Sunday, January 30, 2022

SATANICO PANDEMONIUM (1975)

 

(a.k.a. LA SEXORCISTA; director/co-screenwriter: Gilberto Martínez Solares, based on Jose Barragán’s story. Uncredited co-screenwriter: Adolfo Martinez Solares.)

 

Review

This dreamlike, for-mature-audiences-only shocker is one of the best nunsploitation films I’ve seen. SATANICO takes a few minutes to set up the film’s simple storyline and its Mexican location before the action kicks in. After Sister Maria (played by Cecilia Pezet) sees a nude, virile man (Luzbel/Lucifer, played by Enrique Rocha) stroll out of a river, she sees him and evidence of his influence everywhere (half-eaten apples, an owl, a black cat) in the unlikeliest of places. She alternates between punishing herself with a whip and a belt of thorns and seeking sexual pleasure with others. Maria’s acts become more brazen and brutal.

There are brief-for-the-genre lesbianism scenes, and quite a few scenes where Maria sheds her bride-of-Christ attire.

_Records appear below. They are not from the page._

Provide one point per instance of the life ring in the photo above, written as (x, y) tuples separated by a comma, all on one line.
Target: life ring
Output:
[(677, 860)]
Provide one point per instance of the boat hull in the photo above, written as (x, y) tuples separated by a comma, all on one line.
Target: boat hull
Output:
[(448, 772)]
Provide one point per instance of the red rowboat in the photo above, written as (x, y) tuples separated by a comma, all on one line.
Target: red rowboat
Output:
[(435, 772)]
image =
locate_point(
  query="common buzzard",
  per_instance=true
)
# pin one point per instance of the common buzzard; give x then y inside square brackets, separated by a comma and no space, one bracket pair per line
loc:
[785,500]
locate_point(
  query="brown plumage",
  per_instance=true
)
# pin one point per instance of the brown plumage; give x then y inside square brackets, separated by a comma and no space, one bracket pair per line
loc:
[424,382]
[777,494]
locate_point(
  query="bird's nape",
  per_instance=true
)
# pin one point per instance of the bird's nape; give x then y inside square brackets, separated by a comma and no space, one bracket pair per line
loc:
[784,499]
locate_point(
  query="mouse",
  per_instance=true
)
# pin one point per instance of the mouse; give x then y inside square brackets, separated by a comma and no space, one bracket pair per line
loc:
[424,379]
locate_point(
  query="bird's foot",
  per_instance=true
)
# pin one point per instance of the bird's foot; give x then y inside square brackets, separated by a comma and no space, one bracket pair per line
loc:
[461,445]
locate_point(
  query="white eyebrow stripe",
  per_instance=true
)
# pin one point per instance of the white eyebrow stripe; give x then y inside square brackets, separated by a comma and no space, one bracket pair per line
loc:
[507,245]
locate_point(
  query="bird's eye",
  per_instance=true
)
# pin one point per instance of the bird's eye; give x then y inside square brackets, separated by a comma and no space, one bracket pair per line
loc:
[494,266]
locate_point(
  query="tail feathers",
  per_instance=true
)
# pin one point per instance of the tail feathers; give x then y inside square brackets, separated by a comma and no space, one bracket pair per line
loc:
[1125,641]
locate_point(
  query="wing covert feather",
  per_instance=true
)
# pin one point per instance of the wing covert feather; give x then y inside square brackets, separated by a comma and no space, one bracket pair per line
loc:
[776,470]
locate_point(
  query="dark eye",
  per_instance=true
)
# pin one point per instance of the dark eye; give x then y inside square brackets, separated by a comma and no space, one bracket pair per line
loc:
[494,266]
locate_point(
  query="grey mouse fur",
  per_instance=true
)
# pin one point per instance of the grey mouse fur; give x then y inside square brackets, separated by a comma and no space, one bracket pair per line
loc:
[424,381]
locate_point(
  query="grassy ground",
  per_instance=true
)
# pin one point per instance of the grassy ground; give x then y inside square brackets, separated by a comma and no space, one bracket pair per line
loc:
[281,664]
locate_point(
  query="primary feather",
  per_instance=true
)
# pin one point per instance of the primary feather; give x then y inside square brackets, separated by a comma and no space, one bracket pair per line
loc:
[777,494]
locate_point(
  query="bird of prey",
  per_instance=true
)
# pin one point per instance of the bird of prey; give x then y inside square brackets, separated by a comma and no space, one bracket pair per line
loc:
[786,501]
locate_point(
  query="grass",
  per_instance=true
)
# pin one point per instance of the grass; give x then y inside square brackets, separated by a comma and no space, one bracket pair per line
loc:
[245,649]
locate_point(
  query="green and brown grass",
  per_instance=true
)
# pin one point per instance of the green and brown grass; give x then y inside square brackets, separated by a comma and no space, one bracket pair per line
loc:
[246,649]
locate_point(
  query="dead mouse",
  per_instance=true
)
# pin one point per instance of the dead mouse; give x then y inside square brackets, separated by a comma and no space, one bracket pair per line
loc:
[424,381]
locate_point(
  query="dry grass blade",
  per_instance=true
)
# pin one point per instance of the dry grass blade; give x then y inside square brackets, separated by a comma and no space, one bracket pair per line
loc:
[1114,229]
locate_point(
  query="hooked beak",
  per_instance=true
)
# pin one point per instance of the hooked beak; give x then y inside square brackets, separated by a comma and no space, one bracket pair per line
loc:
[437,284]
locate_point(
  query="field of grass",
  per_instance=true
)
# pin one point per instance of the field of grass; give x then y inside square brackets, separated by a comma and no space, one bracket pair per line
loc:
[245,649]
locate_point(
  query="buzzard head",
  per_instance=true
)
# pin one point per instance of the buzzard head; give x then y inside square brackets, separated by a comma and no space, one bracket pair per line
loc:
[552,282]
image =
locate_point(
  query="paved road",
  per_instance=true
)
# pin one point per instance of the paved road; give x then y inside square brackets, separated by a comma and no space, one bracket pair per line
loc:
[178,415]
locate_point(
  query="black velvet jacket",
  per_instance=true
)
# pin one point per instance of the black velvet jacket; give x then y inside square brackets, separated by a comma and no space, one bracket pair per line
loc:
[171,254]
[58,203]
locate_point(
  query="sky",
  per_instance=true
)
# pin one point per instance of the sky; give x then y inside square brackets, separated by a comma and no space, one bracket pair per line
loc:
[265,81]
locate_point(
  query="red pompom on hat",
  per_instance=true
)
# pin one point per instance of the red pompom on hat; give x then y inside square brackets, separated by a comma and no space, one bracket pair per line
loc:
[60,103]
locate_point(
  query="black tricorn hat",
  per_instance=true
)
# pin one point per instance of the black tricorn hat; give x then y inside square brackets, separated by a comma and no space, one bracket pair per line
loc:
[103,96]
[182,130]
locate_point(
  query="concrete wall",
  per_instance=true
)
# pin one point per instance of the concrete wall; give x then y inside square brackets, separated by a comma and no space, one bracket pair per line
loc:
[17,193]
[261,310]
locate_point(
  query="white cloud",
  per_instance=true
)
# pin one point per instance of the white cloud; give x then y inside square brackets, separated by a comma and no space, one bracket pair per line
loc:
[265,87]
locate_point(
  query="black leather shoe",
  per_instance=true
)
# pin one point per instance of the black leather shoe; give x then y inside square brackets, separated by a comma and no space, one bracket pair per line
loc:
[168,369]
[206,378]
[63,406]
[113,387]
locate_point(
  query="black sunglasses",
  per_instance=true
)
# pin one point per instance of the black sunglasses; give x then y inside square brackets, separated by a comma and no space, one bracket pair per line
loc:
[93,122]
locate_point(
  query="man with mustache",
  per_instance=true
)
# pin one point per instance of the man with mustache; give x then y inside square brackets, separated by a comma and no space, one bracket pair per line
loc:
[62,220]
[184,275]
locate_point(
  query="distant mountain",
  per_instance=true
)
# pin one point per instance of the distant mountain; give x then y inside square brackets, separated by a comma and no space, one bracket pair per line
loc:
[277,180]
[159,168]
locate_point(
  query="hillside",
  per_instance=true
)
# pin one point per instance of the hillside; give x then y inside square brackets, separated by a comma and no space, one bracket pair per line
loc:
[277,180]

The blood is bright and vivid, though SATANICO’s showing of it is restrained.

At an hour and twenty-nine minutes, SATANICO runs at a steady, character-true pace (while Maria’s sacrilegious behavior ramps up), the visual/color-palate aspects are intriguing (credit cinematographer Jorge Stahl Jr. for this), and if the ending feels like a cheat, it’s a mild let-down (at least for this viewer), I’m guessing it was written as such because SATANICO was made in a Catholic-dominated country, where the filmmakers had to take into account the powers and opinions that be. Standout film for the nunsploitation genre, this─worth checking out.

Fans of Robert Rodriguez’s 1996 crime-horror flick, FROM DUSK TILL DAWN may recall Salma Hayek’s vampiric stripper character, Satanica Pandemonium─not an accident that she’s named as such.